VA sensitive information means all VA data, on any storage media or in any form or format, which requires protection due to the risk of harm that could result from inadvertent or deliberate disclosure, alteration, or destruction of the information and includes sensitive personal information. The term includes information where improper use or disclosure could adversely affect the ability of VA to accomplish its mission, proprietary information, records about individuals requiring protection under various confidentiality provisions such as the Privacy Act and the HIPAA Privacy Rule, and information that can be withheld under the Freedom of Information Act. Examples of VA sensitive information include the following: individually-identifiable medical, benefits, and personnel information; financial, budgetary, research, quality assurance, confidential commercial, critical infrastructure, investigatory, and law enforcement information; information that is confidential and privileged in litigation such as information protected by the deliberative process privilege, attorney work-product privilege, and the attorney-client privilege; and other information which, if released, could result in violation of law or harm or unfairness to any individual or group, or could adversely affect the national interest or the conduct of Federal programs.

Vendor Information Pages (VIP) or VIP database means the Department of Veterans Affairs Office of Small and Disadvantaged Business Utilization (OSDBU) Center for Verification and Evaluation (CVE) Vendor Information Pages (VIP) database at https://www.vetbiz.va.gov/vip/. This site's database lists businesses that VA CVE has determined eligible for the Veterans First Contracting Program.

Veteran-owned small business (VOSB) has the same meaning as veteran-owned small business concern defined in FAR 2.101, except that for acquisitions authorized by 38 U.S.C. 8127 and 8128 for the Veterans First Contracting Program, these businesses must be listed as verified in the VIP database.
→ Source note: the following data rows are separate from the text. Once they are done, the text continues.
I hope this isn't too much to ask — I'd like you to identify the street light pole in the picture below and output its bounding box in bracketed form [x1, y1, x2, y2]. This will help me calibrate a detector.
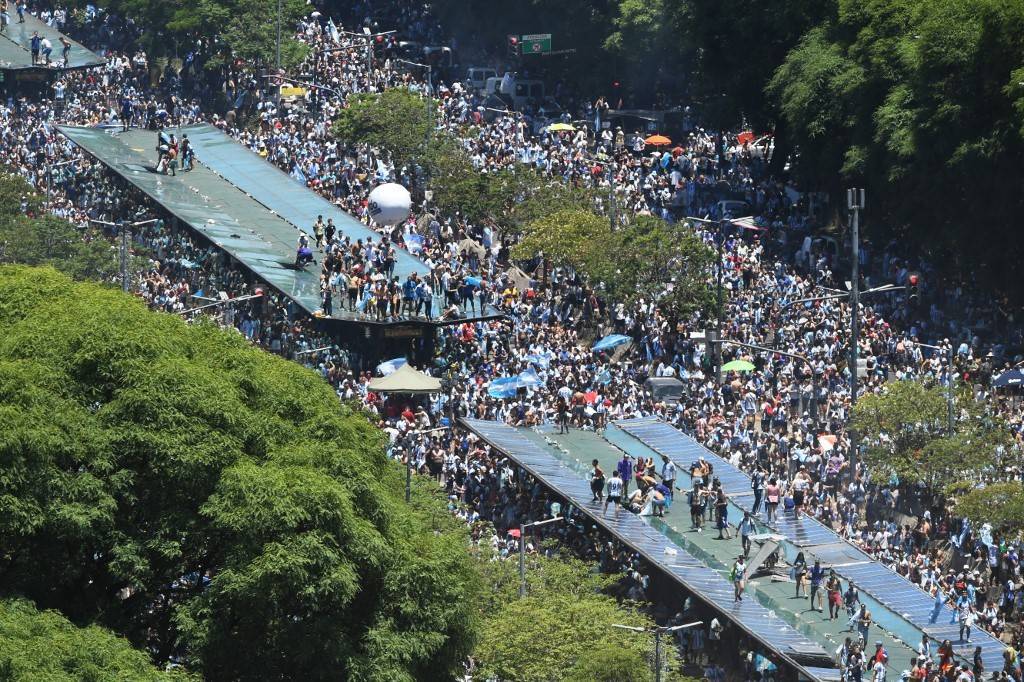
[394, 57, 434, 150]
[44, 159, 78, 211]
[89, 218, 158, 294]
[611, 621, 703, 682]
[910, 341, 955, 435]
[399, 425, 449, 504]
[686, 216, 731, 384]
[519, 516, 564, 597]
[846, 188, 864, 483]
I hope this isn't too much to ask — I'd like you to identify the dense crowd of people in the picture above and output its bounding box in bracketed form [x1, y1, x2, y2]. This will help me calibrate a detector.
[6, 2, 1024, 679]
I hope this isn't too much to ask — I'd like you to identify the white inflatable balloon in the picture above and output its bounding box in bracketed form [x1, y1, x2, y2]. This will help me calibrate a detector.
[369, 182, 413, 225]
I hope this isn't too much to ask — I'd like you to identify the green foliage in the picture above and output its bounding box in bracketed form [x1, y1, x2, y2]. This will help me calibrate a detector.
[474, 556, 679, 682]
[101, 0, 308, 69]
[768, 0, 1024, 294]
[0, 173, 145, 282]
[512, 208, 716, 317]
[512, 208, 614, 276]
[604, 215, 717, 318]
[0, 599, 193, 682]
[426, 135, 595, 238]
[332, 88, 435, 168]
[853, 381, 1008, 485]
[0, 267, 476, 680]
[954, 481, 1024, 540]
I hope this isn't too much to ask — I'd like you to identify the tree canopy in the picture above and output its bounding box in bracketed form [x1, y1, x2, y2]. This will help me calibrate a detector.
[512, 207, 716, 317]
[0, 599, 195, 682]
[0, 266, 476, 680]
[0, 172, 142, 281]
[94, 0, 308, 68]
[474, 556, 682, 682]
[332, 88, 434, 168]
[853, 381, 1009, 492]
[954, 481, 1024, 540]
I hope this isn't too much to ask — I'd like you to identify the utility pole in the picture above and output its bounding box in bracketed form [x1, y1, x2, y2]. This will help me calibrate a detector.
[43, 159, 78, 211]
[847, 188, 864, 483]
[89, 218, 157, 294]
[910, 341, 956, 435]
[686, 216, 731, 384]
[519, 516, 563, 597]
[606, 162, 617, 231]
[424, 63, 434, 151]
[273, 0, 281, 108]
[611, 621, 703, 682]
[119, 222, 128, 294]
[715, 219, 725, 384]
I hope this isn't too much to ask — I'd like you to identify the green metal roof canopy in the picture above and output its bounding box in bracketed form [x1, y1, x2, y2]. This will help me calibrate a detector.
[58, 125, 500, 324]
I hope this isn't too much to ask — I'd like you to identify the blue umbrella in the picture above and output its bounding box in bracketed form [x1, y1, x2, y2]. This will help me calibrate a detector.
[377, 357, 409, 377]
[517, 368, 544, 388]
[992, 370, 1024, 388]
[523, 353, 551, 367]
[487, 377, 519, 397]
[594, 334, 632, 350]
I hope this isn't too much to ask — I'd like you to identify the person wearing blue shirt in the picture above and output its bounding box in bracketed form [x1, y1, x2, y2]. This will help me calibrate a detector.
[615, 453, 633, 497]
[662, 455, 676, 498]
[29, 30, 43, 65]
[809, 559, 825, 611]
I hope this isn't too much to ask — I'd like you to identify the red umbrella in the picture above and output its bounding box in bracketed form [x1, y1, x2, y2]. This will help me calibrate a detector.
[643, 135, 672, 146]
SDVOSBs, including businesses whose SDVOSB status derive from ownership and control by a surviving spouse, are also considered VOSBs, as long as they are listed as eligible in VIP.

Veterans First Contracting Program means the program authorized by Public Law 109-461 (38 U.S.C. 8127 and 8128), as implemented in subpart 819.70. This program applies to all VA contracts (see FAR 2.101 for the definition of contracts) as well as Blanket Purchase Agreements (BPAs), Basic Ordering Agreements (BOAs), and orders against the Federal Supply Schedules (FSS), unless otherwise excluded by law.

VISN means Veterans Integrated Service Network, an integrated network of VA facilities that are focused on pooling and aligning resources to best meet local needs in the most cost-effective manner and provide greater access to care.